Javel, senior, was then master of a trawling smack.

The trawling smack is the ideal fishing boat. So solidly built that it fears no weather, with a round bottom, tossed about unceasingly on the waves like a cork, always on top, always thrashed by the harsh salt winds of the English Channel, it ploughs the sea unweariedly with bellying sail, dragging along at its side a huge trawling net, which scours the depths of the ocean, and detaches and gathers in all the animals asleep in the rocks, the flat fish glued to the sand, the heavy crabs with their curved claws, and the lobsters with their pointed mustaches.

When the breeze is fresh and the sea choppy, the boat starts in to trawl. The net is fastened all along a big log of wood clamped with iron and is let down by two ropes on pulleys at either end of the boat. And the boat, driven by the wind and the tide, draws along this apparatus which ransacks and plunders the depths of the sea.

Javel had on board his younger brother, four sailors and a cabin boy. He had set sail from Boulogne on a beautiful day to go trawling.

But presently a wind sprang up, and a hurricane obliged the smack to run to shore. She gained the English coast, but the high sea broke against the rocks and dashed on the beach, making it impossible to go into port, filling all the harbor entrances with foam and noise and danger.
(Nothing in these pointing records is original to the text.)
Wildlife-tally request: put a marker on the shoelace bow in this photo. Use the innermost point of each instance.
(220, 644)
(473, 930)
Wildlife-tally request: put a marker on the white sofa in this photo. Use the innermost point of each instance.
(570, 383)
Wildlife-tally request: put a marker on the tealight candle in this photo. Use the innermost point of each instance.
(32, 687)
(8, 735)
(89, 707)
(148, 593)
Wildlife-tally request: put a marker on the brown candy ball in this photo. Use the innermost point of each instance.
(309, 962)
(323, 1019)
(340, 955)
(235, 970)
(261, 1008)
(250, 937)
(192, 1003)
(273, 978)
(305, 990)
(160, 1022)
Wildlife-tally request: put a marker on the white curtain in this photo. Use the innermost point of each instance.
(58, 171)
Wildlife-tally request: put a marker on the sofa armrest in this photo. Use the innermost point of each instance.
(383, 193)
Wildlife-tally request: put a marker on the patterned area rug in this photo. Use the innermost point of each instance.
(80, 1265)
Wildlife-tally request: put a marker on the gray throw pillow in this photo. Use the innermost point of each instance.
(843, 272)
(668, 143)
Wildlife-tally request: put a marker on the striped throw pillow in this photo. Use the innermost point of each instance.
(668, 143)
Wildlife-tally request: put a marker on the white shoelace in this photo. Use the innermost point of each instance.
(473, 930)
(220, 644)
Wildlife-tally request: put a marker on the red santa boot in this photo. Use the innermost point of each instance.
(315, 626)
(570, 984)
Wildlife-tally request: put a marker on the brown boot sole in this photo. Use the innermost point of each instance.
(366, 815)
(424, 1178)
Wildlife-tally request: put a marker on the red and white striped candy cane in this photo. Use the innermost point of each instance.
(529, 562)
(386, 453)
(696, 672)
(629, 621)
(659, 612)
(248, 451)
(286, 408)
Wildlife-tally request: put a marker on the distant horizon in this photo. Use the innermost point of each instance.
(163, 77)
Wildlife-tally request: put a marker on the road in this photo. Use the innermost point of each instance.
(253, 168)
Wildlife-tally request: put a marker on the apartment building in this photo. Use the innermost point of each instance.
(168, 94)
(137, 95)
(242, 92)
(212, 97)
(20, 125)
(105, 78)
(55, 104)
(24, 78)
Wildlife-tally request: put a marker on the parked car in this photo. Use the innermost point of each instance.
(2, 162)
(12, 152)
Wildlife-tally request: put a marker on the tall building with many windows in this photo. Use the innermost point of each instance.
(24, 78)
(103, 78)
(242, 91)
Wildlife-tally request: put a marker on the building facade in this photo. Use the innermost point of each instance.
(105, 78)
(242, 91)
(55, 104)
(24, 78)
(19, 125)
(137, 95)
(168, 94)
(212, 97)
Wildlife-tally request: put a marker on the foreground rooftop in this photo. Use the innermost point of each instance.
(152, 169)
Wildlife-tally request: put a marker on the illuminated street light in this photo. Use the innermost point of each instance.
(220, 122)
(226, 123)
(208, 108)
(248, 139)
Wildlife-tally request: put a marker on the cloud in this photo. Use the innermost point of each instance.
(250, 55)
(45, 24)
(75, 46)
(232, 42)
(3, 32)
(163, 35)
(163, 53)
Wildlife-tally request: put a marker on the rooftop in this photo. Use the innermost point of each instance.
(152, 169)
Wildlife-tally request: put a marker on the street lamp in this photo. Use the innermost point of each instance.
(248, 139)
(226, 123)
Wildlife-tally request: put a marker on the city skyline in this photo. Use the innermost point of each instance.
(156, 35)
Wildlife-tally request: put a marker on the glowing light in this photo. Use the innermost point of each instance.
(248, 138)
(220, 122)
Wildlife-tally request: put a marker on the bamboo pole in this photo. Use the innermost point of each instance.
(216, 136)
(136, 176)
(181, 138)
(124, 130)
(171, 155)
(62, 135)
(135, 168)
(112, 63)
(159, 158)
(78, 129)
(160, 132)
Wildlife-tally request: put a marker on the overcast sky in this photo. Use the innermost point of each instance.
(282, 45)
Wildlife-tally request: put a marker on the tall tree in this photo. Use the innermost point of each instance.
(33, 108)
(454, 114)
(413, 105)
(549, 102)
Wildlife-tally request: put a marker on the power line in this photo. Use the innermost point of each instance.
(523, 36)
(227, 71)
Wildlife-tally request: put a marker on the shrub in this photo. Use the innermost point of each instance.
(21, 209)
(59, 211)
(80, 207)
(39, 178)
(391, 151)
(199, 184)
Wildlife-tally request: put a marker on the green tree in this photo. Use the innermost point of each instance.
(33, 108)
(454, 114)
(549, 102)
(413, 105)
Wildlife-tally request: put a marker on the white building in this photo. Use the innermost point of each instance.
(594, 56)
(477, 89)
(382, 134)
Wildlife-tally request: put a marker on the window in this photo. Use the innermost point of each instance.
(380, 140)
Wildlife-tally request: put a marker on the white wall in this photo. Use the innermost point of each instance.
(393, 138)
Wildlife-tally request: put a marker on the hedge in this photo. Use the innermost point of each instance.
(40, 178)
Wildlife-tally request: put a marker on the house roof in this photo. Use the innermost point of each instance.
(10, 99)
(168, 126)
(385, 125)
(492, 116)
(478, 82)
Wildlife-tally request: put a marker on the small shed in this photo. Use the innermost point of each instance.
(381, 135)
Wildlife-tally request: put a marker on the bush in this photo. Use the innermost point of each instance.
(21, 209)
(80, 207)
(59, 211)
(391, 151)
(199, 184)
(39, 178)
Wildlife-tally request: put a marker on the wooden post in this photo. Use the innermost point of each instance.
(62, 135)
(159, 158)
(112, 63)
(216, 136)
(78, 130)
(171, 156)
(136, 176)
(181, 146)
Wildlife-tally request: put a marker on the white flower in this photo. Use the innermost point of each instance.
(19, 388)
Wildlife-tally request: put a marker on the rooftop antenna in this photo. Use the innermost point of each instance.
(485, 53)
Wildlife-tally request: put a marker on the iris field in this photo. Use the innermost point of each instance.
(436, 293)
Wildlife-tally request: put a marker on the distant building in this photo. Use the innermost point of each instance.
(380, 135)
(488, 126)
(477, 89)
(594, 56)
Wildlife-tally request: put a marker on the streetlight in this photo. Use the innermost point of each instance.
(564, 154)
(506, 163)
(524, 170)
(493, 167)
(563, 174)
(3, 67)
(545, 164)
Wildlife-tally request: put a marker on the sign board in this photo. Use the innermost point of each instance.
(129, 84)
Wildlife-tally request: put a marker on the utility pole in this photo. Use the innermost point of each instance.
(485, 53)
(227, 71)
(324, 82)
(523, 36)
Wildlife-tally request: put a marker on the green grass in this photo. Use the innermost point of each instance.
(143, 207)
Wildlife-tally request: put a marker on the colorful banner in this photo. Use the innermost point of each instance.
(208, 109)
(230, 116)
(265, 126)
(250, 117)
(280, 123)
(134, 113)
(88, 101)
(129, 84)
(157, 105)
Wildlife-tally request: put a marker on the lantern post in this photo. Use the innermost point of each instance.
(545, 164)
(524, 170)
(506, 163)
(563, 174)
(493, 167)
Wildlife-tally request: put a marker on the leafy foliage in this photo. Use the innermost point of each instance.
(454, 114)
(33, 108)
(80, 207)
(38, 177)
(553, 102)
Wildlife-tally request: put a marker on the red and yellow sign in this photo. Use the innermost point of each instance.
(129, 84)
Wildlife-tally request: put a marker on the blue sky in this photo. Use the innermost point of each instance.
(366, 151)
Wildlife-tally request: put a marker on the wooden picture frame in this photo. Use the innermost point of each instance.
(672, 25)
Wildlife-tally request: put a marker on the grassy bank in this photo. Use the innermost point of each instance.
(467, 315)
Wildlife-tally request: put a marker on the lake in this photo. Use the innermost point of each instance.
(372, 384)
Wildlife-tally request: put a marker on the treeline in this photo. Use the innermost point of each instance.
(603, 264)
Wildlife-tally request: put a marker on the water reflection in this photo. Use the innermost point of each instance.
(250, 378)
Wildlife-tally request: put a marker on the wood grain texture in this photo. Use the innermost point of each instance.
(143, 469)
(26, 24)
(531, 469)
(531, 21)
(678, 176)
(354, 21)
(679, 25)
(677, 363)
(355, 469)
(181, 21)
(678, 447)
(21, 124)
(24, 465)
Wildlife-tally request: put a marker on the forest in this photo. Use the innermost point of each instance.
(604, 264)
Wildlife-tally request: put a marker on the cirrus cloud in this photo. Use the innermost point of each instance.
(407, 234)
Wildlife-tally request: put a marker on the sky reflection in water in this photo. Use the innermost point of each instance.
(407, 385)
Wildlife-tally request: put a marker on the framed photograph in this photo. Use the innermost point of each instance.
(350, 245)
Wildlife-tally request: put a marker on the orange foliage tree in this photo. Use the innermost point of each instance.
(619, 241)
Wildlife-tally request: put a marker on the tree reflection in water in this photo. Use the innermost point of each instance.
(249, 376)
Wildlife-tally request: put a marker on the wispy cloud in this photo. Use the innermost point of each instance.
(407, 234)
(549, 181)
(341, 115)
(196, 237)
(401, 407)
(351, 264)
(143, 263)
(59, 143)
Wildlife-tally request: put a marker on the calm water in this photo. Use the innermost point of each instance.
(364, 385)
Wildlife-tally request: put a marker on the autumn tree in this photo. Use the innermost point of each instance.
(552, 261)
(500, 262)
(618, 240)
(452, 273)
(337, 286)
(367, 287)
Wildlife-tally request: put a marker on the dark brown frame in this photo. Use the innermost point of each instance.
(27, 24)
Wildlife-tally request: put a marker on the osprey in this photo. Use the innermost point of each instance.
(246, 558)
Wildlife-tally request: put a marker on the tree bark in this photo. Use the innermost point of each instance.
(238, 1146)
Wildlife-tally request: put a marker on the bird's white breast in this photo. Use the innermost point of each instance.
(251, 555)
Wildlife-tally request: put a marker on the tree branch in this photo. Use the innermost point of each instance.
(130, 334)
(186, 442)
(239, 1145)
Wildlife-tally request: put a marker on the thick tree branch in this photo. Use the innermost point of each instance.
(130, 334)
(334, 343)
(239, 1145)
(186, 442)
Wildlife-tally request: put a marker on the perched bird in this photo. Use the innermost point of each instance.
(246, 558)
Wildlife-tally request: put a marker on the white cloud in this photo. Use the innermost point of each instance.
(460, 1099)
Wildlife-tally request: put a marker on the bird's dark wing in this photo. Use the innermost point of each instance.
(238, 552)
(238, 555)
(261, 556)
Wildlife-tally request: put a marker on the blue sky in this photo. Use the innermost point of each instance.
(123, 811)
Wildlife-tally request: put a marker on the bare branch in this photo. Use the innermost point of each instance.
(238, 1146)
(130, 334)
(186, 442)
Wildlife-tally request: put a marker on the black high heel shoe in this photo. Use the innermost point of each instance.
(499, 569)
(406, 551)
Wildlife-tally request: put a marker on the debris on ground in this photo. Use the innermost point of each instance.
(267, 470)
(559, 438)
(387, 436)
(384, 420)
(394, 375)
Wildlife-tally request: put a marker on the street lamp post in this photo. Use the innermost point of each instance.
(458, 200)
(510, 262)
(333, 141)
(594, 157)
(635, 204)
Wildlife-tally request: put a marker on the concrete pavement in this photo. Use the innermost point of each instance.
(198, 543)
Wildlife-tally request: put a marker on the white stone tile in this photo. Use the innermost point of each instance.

The smack started off again, riding on the waves, tossed, shaken, dripping, buffeted by masses of water, but game in spite of everything; accustomed to this boisterous weather, which sometimes kept it roving between the two neighboring countries without its being able to make port in either.

At length the hurricane calmed down just as they were in the open, and although the sea was still high the captain gave orders to cast the net.

So it was lifted overboard, and two men in the bows and two in the stern began to unwind the ropes that held it. It suddenly touched bottom, but a big wave made the boat heel, and Javel, junior, who was in the bows directing the lowering of the net, staggered, and his arm was caught in the rope which the shock had slipped from the pulley for an instant. He made a desperate effort to raise the rope with the other hand, but the net was down and the taut rope did not give.

The man cried out in agony. They all ran to his aid. His brother left the rudder. They all seized the rope, trying to free the arm it was bruising. But in vain. “We must cut it,” said a sailor, and he took from his pocket a big knife, which, with two strokes, could save young Javel’s arm.

But if the rope were cut the trawling net would be lost, and this net was worth money, a great deal of money, fifteen hundred francs. And it belonged to Javel, senior, who was tenacious of his property.